Families of two-dimensional Coulomb gases on an ellipse: correlation functions and universality

Abstract

We investigate a one-parameter family of Coulomb gases in two dimensions, which are confined to an ellipse due to a hard wall constraint, and are subject to an additional external potential. At inverse temperature we can use the technique of planar orthogonal polynomials, borrowed from random matrix theory, to explicitly determine all k-point correlation functions for a fixed number of particles N. These are given by the determinant of the kernel of the corresponding orthogonal polynomials, which in our case are the Gegenbauer polynomials, or a subset of the asymmetric Jacobi polynomials, depending on the choice of external potential, as shown in a companion paper recently published by three of the authors.
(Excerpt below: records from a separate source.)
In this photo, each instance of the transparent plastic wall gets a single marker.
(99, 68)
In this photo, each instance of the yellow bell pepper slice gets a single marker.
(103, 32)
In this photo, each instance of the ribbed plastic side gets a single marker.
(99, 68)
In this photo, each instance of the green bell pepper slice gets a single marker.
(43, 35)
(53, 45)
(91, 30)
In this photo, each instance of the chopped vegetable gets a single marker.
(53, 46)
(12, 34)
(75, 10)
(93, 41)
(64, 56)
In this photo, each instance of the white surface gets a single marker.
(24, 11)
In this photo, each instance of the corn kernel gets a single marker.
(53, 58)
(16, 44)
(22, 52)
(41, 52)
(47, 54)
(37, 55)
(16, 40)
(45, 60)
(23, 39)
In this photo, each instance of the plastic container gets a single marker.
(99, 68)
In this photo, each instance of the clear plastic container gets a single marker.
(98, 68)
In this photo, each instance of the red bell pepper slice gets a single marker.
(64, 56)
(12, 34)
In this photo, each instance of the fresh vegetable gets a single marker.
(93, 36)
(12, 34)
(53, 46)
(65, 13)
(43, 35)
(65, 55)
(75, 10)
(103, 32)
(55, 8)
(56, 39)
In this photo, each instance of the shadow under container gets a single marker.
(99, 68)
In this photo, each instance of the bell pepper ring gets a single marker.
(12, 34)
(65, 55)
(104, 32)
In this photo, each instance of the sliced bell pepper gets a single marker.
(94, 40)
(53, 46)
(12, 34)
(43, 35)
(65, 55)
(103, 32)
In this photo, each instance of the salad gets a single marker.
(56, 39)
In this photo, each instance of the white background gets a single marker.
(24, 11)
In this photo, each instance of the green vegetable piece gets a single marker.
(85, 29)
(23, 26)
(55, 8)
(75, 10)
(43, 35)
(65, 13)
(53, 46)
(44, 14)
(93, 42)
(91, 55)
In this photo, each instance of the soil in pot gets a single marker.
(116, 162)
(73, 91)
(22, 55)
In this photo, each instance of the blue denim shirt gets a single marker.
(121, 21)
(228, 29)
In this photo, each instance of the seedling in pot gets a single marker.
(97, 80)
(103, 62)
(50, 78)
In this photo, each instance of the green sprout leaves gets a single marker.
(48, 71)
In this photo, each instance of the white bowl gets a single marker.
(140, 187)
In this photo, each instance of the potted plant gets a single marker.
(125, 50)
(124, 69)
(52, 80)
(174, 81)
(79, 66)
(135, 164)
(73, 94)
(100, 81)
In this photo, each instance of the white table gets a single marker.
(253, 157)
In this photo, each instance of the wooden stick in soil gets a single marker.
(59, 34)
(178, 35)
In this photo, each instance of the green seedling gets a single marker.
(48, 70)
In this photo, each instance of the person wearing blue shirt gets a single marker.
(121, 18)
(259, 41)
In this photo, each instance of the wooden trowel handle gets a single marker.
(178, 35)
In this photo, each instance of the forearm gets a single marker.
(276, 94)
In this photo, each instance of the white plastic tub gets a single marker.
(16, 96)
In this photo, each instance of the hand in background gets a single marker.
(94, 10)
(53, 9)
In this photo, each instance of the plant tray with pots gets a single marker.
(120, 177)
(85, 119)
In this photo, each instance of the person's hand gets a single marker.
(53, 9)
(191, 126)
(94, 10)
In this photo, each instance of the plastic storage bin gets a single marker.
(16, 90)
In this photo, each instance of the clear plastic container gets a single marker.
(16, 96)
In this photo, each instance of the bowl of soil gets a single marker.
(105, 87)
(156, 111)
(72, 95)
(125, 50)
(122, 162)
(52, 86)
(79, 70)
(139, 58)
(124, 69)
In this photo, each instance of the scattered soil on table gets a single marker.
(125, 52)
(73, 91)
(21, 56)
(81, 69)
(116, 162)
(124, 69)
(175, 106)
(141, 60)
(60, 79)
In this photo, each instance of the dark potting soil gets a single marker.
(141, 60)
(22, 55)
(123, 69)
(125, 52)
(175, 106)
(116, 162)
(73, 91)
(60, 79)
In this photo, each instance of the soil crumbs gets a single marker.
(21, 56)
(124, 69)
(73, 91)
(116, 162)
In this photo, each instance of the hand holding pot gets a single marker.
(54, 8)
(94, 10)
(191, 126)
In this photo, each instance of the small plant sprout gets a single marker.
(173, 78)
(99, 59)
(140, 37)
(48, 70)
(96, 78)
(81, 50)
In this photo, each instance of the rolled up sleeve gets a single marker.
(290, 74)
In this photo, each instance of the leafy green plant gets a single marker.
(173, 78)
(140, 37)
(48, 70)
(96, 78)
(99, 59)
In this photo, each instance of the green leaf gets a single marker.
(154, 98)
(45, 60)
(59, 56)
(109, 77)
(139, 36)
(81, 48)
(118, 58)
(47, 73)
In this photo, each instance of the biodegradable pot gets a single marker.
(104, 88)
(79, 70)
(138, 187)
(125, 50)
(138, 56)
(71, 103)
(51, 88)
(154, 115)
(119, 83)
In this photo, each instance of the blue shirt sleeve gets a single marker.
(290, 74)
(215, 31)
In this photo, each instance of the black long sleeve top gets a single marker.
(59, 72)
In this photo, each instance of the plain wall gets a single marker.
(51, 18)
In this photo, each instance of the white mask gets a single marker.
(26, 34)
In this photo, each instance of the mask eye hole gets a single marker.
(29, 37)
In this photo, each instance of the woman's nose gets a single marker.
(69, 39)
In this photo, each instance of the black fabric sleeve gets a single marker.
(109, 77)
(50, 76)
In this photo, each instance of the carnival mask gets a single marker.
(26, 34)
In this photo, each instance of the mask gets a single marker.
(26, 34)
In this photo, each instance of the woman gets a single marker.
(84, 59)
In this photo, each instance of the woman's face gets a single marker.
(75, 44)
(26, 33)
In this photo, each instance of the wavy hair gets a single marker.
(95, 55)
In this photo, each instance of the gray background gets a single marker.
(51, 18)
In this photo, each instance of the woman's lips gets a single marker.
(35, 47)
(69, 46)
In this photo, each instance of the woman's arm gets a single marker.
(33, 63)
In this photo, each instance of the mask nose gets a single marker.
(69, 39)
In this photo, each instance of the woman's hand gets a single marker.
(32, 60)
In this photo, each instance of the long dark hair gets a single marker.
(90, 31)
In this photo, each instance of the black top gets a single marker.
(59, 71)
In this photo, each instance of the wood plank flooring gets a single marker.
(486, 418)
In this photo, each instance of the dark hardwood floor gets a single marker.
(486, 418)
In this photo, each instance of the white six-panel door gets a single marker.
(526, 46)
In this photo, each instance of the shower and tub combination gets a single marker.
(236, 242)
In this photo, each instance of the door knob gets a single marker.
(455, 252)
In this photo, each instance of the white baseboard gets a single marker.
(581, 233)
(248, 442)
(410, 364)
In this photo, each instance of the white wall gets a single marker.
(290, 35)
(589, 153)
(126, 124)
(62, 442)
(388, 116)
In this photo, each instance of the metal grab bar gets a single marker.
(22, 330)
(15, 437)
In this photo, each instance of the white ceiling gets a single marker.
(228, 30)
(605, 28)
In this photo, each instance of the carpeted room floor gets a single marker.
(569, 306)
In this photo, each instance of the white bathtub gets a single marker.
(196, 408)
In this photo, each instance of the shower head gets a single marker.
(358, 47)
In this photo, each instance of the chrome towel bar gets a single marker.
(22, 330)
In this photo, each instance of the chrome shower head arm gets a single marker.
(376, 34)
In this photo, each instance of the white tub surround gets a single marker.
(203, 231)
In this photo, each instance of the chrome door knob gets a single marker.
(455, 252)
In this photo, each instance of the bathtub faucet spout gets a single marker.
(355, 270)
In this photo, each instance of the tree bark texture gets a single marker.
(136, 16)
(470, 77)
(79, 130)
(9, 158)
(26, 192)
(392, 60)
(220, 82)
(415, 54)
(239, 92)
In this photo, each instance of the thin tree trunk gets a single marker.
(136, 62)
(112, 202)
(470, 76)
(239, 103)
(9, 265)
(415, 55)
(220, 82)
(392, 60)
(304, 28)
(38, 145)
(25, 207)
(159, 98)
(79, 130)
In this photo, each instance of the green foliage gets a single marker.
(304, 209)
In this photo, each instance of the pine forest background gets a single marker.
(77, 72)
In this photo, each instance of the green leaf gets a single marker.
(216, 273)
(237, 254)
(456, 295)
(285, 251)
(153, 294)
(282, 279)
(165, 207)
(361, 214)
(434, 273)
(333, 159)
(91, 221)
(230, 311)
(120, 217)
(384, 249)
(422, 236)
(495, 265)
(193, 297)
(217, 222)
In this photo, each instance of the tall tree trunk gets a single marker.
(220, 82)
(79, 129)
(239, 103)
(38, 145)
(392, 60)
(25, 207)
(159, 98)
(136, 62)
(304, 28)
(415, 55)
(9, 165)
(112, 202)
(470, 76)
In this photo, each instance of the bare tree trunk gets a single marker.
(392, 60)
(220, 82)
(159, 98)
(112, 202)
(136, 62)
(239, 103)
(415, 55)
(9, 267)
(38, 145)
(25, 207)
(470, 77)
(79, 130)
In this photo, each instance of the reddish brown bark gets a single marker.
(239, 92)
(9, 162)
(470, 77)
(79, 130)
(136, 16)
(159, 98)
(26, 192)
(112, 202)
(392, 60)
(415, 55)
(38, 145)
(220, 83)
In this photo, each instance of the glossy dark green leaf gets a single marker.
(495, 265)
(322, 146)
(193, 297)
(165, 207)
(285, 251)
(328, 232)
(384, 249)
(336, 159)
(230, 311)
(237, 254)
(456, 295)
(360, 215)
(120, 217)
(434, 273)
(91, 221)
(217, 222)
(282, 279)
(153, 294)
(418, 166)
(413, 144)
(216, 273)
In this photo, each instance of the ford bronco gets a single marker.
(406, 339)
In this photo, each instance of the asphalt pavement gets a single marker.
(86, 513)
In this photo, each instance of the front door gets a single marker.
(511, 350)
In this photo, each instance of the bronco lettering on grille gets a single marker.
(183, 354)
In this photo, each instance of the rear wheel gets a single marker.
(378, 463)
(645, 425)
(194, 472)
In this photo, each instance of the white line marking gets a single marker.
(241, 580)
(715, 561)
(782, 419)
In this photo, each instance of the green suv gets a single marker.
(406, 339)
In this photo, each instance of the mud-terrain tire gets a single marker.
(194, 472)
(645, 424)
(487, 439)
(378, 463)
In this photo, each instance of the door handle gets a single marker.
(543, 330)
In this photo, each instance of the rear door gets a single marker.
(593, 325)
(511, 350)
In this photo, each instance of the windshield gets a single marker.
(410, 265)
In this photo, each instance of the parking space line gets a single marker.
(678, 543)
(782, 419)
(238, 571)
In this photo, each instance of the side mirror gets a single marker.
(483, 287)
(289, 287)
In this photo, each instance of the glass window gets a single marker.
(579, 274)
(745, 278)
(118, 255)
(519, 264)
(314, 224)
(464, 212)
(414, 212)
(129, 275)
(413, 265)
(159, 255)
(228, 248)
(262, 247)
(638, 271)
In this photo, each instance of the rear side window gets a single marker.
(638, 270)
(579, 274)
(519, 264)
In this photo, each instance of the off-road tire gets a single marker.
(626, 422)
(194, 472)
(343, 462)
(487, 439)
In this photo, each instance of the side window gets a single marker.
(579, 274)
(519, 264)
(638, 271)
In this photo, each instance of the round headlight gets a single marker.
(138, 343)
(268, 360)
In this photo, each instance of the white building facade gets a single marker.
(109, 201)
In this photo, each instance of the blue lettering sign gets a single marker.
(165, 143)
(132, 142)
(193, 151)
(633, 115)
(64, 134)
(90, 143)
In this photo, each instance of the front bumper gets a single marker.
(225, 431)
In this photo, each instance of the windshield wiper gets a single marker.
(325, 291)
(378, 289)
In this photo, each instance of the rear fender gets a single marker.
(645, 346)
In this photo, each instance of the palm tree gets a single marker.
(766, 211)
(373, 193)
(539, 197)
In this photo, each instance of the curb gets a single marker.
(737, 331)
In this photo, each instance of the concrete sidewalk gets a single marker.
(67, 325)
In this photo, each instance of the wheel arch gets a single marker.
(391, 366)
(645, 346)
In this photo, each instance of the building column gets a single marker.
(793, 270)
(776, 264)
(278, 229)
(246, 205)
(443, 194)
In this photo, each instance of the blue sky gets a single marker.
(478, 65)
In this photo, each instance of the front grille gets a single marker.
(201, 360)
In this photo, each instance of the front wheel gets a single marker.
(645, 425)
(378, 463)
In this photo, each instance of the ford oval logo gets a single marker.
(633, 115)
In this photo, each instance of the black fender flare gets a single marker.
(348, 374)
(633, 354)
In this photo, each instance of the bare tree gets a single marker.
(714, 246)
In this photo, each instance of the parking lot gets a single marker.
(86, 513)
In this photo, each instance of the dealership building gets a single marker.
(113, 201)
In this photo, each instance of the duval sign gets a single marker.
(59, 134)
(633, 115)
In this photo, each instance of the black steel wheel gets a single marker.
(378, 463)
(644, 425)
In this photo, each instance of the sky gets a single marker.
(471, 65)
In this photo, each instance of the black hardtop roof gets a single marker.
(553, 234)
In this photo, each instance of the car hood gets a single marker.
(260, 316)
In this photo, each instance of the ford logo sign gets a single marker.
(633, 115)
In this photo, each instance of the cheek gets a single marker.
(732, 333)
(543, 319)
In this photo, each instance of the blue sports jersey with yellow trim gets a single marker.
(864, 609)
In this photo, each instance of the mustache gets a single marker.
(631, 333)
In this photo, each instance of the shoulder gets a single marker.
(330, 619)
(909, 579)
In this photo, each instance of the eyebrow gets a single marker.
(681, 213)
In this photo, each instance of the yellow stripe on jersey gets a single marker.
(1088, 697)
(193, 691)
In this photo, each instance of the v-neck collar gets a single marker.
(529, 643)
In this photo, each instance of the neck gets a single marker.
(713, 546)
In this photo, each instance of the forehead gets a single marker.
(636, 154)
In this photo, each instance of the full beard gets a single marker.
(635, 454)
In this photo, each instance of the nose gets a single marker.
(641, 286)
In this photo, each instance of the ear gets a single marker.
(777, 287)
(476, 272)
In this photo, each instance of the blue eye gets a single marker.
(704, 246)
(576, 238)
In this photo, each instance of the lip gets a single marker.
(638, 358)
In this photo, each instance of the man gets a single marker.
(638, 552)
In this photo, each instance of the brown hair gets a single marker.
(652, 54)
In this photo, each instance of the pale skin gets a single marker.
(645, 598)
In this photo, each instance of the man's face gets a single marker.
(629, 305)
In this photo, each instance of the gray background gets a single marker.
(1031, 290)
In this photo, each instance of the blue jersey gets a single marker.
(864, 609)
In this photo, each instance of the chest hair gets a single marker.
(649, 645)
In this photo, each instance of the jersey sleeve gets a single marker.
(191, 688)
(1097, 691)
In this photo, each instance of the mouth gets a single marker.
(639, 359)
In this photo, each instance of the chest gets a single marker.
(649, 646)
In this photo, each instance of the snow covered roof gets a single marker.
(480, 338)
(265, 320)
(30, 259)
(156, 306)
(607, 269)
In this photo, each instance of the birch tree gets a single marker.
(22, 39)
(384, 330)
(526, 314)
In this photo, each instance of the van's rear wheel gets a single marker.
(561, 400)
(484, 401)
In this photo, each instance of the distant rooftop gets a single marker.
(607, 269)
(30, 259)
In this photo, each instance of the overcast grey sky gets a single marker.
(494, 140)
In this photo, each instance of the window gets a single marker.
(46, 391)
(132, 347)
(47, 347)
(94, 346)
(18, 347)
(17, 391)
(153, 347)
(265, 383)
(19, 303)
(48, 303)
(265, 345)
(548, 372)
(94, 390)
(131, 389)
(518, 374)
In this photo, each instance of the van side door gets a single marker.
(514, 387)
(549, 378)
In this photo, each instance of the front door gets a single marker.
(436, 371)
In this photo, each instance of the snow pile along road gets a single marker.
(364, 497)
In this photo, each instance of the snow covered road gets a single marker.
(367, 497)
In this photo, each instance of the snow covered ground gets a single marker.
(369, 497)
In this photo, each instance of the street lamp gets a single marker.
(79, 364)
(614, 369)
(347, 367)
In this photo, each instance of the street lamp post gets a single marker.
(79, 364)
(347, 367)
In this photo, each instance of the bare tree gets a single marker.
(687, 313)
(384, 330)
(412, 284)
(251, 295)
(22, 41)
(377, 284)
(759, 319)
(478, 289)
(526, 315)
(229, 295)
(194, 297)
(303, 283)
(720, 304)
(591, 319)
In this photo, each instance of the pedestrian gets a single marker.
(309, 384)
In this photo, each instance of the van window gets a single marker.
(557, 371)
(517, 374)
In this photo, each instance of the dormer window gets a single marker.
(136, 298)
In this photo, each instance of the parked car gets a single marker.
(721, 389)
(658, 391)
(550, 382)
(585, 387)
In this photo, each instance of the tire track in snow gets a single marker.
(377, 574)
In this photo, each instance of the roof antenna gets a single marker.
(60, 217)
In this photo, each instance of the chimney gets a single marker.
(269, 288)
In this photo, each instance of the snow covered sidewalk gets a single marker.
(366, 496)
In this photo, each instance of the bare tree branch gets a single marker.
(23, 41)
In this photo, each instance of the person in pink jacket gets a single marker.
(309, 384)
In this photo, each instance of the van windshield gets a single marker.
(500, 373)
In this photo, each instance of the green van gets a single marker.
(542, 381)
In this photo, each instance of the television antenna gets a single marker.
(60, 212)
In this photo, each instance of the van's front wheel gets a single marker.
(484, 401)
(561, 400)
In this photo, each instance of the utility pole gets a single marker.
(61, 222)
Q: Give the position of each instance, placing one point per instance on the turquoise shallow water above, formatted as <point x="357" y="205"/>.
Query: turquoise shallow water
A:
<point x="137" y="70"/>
In the rotationally invariant case, when the ellipse becomes the unit disc, our findings agree with that of the ensemble of truncated unitary random matrices. The thermodynamical large-N limit is investigated in the local scaling regime in the bulk and at the edge of the spectrum at weak and strong non-Hermiticity. We find new universality classes in these limits and recover the sine- and Bessel-kernel in the Hermitian limit. The limiting global correlation functions of particles in the interior of the ellipse are more difficult to obtain but found in the special cases corresponding to the Chebyshev polynomials.